IMPLICATIONS FOR THE ELEMENTAL RECYCLING

As noted by Bebout (1995), Ryan et al. (1995, 1996), and Bebout et al. (1999), metamorphism at the slab/mantle interface may prevent the deep subduction of highly volatile components such as H2O, N, B, As, Cs, and I (Snyder et al., this volume). The large but selective enrichments of fluid-mobile elements in the serpentinite muds (this study) and clasts (Savov, 2004), their distinct REE distributions, and the fractionation of B, Cs, and As from Rb, Li, Ba, Pb, and U reveal a distinctive elemental signature produced through the depletion of the subducted Mariana slab assemblage (Plank and Langmuir, 1998; Kelley et al., 2003).

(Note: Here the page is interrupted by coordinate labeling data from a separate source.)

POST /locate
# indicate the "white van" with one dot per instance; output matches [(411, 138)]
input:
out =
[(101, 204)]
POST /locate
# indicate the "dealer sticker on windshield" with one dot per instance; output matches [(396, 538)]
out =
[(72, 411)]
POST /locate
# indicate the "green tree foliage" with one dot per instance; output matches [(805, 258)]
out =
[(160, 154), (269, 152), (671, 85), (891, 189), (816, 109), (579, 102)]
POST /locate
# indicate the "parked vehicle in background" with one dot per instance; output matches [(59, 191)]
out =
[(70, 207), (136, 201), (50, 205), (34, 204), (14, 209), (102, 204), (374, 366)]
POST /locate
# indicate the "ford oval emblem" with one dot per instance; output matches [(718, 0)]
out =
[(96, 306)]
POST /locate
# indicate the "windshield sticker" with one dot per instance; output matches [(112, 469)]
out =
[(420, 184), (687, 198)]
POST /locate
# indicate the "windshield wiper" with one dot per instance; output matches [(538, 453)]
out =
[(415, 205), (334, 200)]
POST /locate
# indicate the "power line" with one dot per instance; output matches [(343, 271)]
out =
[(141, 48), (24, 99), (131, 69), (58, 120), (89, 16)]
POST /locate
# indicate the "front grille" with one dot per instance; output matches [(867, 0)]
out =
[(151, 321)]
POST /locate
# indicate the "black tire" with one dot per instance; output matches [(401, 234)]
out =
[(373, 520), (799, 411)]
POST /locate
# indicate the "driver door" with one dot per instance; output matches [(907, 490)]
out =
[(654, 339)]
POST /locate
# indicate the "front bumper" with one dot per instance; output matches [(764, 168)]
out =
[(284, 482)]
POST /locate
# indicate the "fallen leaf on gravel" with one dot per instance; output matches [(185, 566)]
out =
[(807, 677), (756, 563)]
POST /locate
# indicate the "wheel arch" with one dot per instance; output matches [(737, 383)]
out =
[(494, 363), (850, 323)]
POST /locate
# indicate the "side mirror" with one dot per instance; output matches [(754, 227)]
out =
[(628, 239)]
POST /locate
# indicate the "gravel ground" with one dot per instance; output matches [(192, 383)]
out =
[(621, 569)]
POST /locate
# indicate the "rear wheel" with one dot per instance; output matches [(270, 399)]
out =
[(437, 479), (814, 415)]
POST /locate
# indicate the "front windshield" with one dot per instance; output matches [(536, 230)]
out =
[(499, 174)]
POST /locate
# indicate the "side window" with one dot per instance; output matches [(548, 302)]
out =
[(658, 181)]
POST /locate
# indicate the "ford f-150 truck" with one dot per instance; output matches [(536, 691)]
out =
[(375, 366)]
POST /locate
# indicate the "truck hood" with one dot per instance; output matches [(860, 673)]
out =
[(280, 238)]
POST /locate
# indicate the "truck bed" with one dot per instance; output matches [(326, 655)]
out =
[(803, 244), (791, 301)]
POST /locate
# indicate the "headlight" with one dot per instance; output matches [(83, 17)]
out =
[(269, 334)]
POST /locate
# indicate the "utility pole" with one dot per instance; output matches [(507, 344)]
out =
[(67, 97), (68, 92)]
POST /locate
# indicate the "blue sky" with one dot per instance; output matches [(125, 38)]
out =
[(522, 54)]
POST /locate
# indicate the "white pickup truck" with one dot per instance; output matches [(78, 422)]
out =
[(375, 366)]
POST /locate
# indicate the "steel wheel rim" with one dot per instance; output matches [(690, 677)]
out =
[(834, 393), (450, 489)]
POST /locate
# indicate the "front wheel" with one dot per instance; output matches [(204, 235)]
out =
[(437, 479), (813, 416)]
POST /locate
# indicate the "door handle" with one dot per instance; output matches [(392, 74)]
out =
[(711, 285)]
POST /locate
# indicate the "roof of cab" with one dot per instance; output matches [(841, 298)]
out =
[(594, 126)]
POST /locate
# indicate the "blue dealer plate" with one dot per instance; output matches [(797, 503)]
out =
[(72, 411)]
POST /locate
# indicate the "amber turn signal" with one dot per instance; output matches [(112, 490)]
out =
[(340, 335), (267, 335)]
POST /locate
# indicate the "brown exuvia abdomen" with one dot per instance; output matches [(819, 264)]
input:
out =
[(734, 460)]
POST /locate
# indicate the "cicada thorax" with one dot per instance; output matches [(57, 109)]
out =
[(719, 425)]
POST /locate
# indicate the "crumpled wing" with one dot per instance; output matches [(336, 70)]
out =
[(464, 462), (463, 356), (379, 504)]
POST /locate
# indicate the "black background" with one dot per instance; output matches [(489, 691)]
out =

The mechanical mixing of mineralogically diverse metabasalt fragments with serpentinized peridotites in the forearc mantle wedge may help explain the large B and Li isotope fractionations required to produce the isotopic oddities of various forearc mantle and slab-derived rocks (Benton et al., 2001, 2004; Savov et al., 2002; Marschall et al., 2003). The extreme enrichments of fluid-mobile elements in serpentinite muds could not be explained by simple mechanical mixing with slab-derived metamorphic schists. Because the fluid-mobile element enrichment patterns in the serpentinized muds resemble those of serpentinized peridotites, we suggest that they both were created by interaction with deeply derived slab fluids having very high B, As, and Cs contents.